ECONOMIC ZONE -PT Bank CIMB Niaga Tbk (CIMB Niaga) kembali menyelenggarakan signature event tahunannya, CIMB Niaga Wealth Xpo 2026, yang berlangsung hari ini, Rabu (26/8/2026), bertempat di Grand Ballroom, The Ritz-Carlton Jakarta, Pacific Place.
Mengusung semangat "Menemukan Arah, Membuka Peluang Baru", eksibisi pengelolaan kekayaan (wealth management) terbesar dari CIMB Niaga ini hadir dengan skala yang lebih besar, jajaran pakar yang lebih banyak, serta perspektif finansial yang lebih luas.
Melalui Wealth Xpo 2026, CIMB Niaga berkomitmen mengedukasi masyarakat, investor pemula, hingga nasabah High Net-Worth Individuals (CIMB Preferred dan CIMB Private Banking) dalam membangun fondasi keuangan yang kokoh.
Acara ini menyajikan rangkaian kelas investasi (investment), pengelolaan kekayaan (wealth), gaya hidup (lifestyle), hingga pengembangan diri (self-development) bersama para pakar dan inspirator terbaik bangsa.
Dalam salah satu sesi edukasi, pasar modal Indonesia diproyeksikan memiliki ruang pertumbuhan yang positif hingga akhir tahun. Berdasarkan konsensus manajer investasi yang dipaparkan, Indeks Harga Saham Gabungan (IHSG) diproyeksikan berada pada level base case 7.500, dengan skenario optimis (bull case) berpotensi melejit hingga ke level 8.000 pada akhir 2026.
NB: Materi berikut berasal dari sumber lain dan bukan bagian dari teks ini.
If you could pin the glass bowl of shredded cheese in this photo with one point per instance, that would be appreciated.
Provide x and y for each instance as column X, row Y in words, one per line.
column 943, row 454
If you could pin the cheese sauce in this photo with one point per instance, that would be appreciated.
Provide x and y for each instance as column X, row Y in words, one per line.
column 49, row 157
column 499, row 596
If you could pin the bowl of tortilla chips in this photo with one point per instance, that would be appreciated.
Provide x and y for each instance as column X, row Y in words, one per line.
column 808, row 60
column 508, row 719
Untuk menangkap peluang tersebut sekaligus menghindari risiko investasi bodong, para pakar dalam Wealth Xpo merekomendasikan strategi investasi berkala atau Dollar Cost Averaging (DCA) dibandingkan pembelian sekaligus (lump sum).
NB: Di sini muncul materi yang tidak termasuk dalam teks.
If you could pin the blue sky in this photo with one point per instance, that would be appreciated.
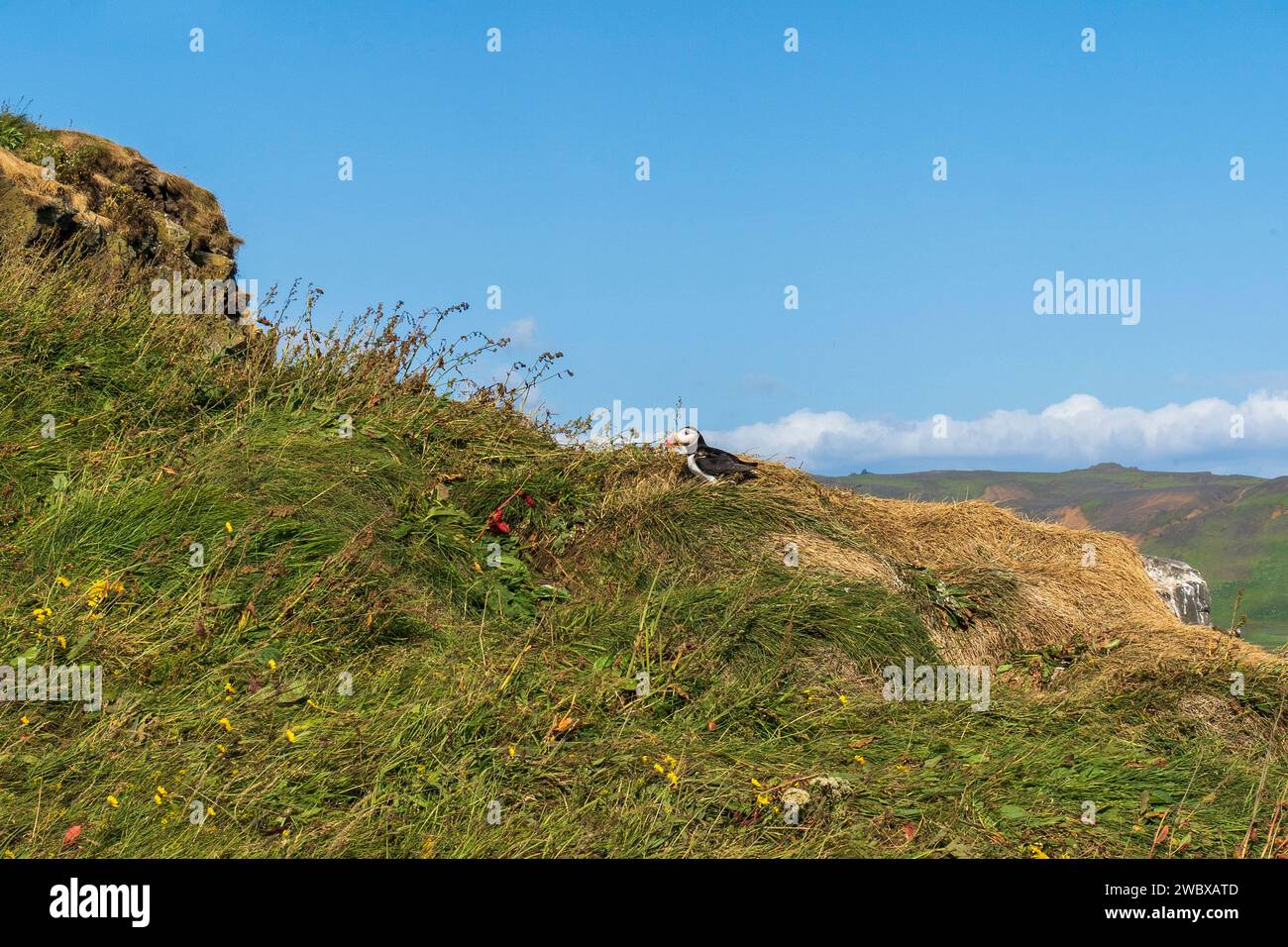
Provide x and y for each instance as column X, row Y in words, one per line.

Strategi berkala dinilai lebih aman untuk menjaga kestabilan imbal hasil jangka panjang. Mendukung kebutuhan tersebut, CIMB Niaga mengoptimalkan layanan digitalnya melalui fitur Regular Investment Saving Plan di aplikasi digital banking untuk mempermudah nasabah melakukan autodebet investasi secara rutin sejak dini dengan modal terjangkau.